Reflecting on this on my walk home from the pool I realised that, when it comes to the sporting arena, for me it’s not about how you look but what your body can do, a message propagated by the #sportsbrasquad movement (worth searching on Instagram if you’re not already familiar with this hashtag). While on the beach I may find myself intimidated and in awe of scantily clad bikini beauties, on poolside, even with my giant belly, I don’t bat an eyelid. In fact, it’s in the pool at the moment I feel my most at ease. I’m weightless and can swim almost as well as I could pre-pregnancy, and I feel an even greater sense of smugness when me and my belly do some overtaking. It’s only when I pull myself back onto poolside, and it takes a while to regain my land legs, that that literal enormity of my body is brought back to me.

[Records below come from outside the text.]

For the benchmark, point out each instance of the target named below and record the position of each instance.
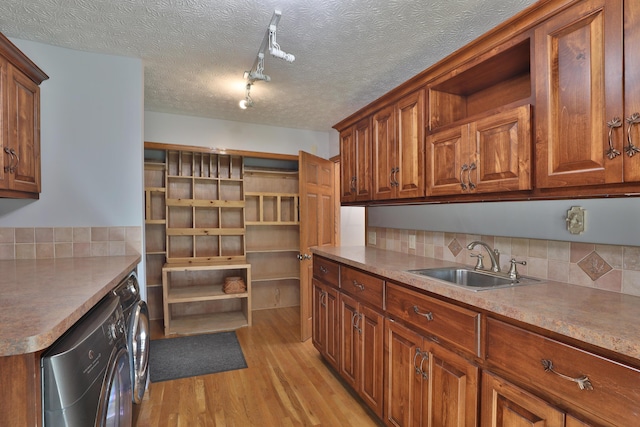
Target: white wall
(91, 142)
(203, 132)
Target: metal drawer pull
(428, 316)
(425, 356)
(472, 167)
(463, 169)
(415, 356)
(631, 149)
(612, 153)
(583, 382)
(360, 286)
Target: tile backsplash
(608, 267)
(68, 242)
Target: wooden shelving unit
(273, 236)
(155, 215)
(194, 301)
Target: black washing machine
(86, 379)
(136, 315)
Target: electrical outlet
(372, 237)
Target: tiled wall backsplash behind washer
(608, 267)
(69, 242)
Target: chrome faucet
(494, 255)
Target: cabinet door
(24, 130)
(347, 166)
(362, 146)
(578, 90)
(502, 145)
(5, 158)
(384, 157)
(454, 389)
(446, 156)
(349, 340)
(631, 84)
(332, 313)
(370, 357)
(409, 175)
(404, 382)
(319, 314)
(505, 405)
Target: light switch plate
(372, 237)
(412, 241)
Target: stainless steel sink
(472, 279)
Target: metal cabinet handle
(428, 316)
(415, 356)
(472, 167)
(614, 123)
(425, 356)
(583, 382)
(11, 153)
(463, 169)
(631, 149)
(358, 285)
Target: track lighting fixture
(256, 73)
(247, 101)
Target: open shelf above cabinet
(495, 79)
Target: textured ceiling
(348, 52)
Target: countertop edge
(111, 270)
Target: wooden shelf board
(200, 293)
(205, 203)
(271, 250)
(271, 277)
(204, 323)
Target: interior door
(318, 224)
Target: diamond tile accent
(455, 247)
(595, 266)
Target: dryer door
(138, 342)
(115, 407)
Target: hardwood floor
(286, 384)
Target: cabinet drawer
(362, 286)
(447, 322)
(327, 271)
(615, 393)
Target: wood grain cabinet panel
(593, 385)
(437, 319)
(490, 154)
(19, 123)
(398, 149)
(587, 94)
(426, 385)
(326, 321)
(361, 352)
(355, 162)
(505, 405)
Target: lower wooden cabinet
(505, 405)
(425, 384)
(361, 351)
(326, 322)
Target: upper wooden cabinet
(19, 123)
(491, 154)
(588, 95)
(398, 149)
(355, 162)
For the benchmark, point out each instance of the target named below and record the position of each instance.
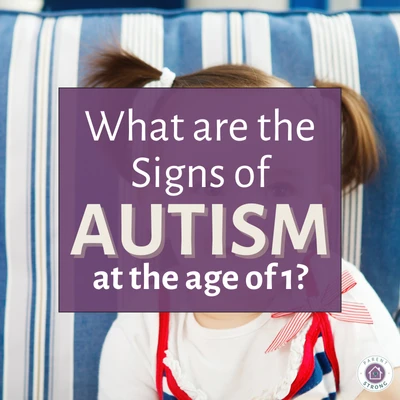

I’m pleased that I can have this focus on performance over physique in some areas of my life, but I need to work at translating this into the everyday, when I’m in my jeans and not just my joggers. The body critical and comparison games are dangerous and counterproductive ones to play. The question shouldn’t be about how my thigh gap compares to anyone else’s, but rather how well my body is performing at whatever it is that it’s doing, be that running, yoga, swimming, cycling or growing a baby, and whether I’m maximising my health and wellbeing alongside those goals.
I will be focusing on this going forward and until my next, embrace getting your (PE) kit off (and on) and as always, let me know your thoughts on all of the above.
This is a very interesting and I believe important realization you wrote about. As you say, the different might result from what you’ve been used to focusing on: your body’s wonders and the way you look depending on the situation. My own experience on that is when I feel others are making our bodies looks important, I feel the need to make it important too even if it’s not my own opinion. Otherwise I can shift my focus on how my body allows me to run, walk, jump, do yoga. There’s still a lot of work awaiting me… but I guess realization where our limits lie is an important first step. Your writing is beautiful!